Despite enhanced crisis preparedness and response, due in particular to recent crises such as the COVID-19 pandemic and the war in Ukraine since February 2022, unpredictable and extraordinary internal or external events, or a combination of escalating events that may occur as a result of a large scale cyber-attack (see also "- Breaches of data security, disruptions of information technology systems and cyber threats could result in financial, legal, competitive, operational, business or reputational harm" above), a pandemic or natural disasters, which could result in the failure of critical processes within Sanofi or a third party on whom we rely. Such failure may adversely impact our business, operations and reputation.
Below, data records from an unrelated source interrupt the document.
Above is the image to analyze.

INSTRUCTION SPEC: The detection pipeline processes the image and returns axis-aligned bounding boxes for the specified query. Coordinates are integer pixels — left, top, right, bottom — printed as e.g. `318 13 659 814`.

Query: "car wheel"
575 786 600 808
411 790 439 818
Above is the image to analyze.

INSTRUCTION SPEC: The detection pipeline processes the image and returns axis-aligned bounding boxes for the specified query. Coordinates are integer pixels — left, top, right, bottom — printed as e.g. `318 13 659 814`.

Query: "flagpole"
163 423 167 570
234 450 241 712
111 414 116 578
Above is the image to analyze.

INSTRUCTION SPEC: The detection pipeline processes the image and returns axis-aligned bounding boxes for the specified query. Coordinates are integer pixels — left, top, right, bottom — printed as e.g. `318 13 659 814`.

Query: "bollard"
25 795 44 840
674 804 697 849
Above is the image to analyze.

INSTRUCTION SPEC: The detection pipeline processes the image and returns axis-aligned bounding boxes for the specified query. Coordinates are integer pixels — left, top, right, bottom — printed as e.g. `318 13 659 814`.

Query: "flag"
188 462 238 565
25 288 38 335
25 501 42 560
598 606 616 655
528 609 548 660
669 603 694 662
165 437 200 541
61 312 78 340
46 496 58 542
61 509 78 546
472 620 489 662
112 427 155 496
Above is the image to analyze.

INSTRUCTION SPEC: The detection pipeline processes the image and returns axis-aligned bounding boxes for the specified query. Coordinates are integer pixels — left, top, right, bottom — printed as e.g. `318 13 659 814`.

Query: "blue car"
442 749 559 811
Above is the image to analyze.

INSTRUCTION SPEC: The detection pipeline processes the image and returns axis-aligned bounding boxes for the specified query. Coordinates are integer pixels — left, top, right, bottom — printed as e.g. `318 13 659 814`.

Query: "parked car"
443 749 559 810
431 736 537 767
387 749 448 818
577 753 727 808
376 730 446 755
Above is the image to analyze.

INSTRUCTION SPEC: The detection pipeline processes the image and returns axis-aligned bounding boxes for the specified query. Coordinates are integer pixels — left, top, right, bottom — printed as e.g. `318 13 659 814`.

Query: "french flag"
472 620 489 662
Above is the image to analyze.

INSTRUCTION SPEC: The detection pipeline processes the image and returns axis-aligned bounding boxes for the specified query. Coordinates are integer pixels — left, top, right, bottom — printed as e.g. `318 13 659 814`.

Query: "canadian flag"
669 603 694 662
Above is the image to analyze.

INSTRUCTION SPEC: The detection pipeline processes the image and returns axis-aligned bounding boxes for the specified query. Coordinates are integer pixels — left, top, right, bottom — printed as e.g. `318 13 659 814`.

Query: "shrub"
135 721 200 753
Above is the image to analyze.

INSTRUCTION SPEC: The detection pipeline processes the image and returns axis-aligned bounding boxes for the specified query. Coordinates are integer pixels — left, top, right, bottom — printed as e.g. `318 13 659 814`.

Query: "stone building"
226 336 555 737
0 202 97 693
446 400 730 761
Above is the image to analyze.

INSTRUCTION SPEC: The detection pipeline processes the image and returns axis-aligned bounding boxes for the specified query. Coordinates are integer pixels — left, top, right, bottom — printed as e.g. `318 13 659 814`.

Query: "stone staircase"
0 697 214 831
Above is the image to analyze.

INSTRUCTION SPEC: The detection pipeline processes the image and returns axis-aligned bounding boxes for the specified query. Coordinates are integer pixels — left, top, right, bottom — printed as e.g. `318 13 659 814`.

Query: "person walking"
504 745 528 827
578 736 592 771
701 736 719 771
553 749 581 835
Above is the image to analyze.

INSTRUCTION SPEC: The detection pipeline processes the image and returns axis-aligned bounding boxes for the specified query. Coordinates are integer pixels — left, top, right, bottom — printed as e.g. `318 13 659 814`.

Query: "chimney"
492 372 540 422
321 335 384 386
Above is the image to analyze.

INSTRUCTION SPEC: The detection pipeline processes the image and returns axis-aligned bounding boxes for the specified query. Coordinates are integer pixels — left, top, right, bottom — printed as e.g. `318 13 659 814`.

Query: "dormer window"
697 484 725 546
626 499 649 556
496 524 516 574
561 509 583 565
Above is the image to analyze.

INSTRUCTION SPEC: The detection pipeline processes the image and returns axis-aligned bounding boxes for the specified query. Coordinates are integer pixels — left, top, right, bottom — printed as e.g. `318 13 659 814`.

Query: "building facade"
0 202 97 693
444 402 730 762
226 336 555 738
The occurrence of these unforeseen events may also heighten other risks such as a disruption or temporary suspension in production of APIs, raw materials and some of other products and/or lead to manufacturing delays or disruptions and supply chain interruptions (including to the extent those measures apply to our third-party suppliers) and may have an adverse effect on our business (see "- The manufacture of our products is technically complex, and supply interruptions, product recalls or inventory losses caused by unforeseen events may reduce sales, adversely affect our operating results and financial condition, delay the launch of new products and negatively impact our image" above). Also, a sudden increase in demand for selected medicinal products in the event of a crisis can result in short-term unavailability or shortages of raw materials.

We run the risk of delayed payments or even non-payment by our customers, which consist principally of wholesalers, distributors, pharmacies, hospitals, clinics and government agencies. This risk is accentuated by recent concentrations among distributors and retailers, as well as by uncertainties around global credit and economic conditions, in particular in emerging markets. As a result, we may be affected by fluctuations in the buying patterns of such customers. The United States poses particular customer credit risk issues because of the concentrated distribution system: our three main customers represented respectively 11%, 9% and 7% of our consolidated net sales in 2023. We are also exposed to large wholesalers in other markets, particularly in Europe. An inability of one or more of these wholesalers to honor their debts to us could adversely affect our financial condition (see Note D.34. to our consolidated financial statements included at Item 18. of this annual report). In some countries, some customers are public or subsidized health systems. The economic and credit conditions in these countries may lead to an increase in the average length of time needed to collect on accounts receivable.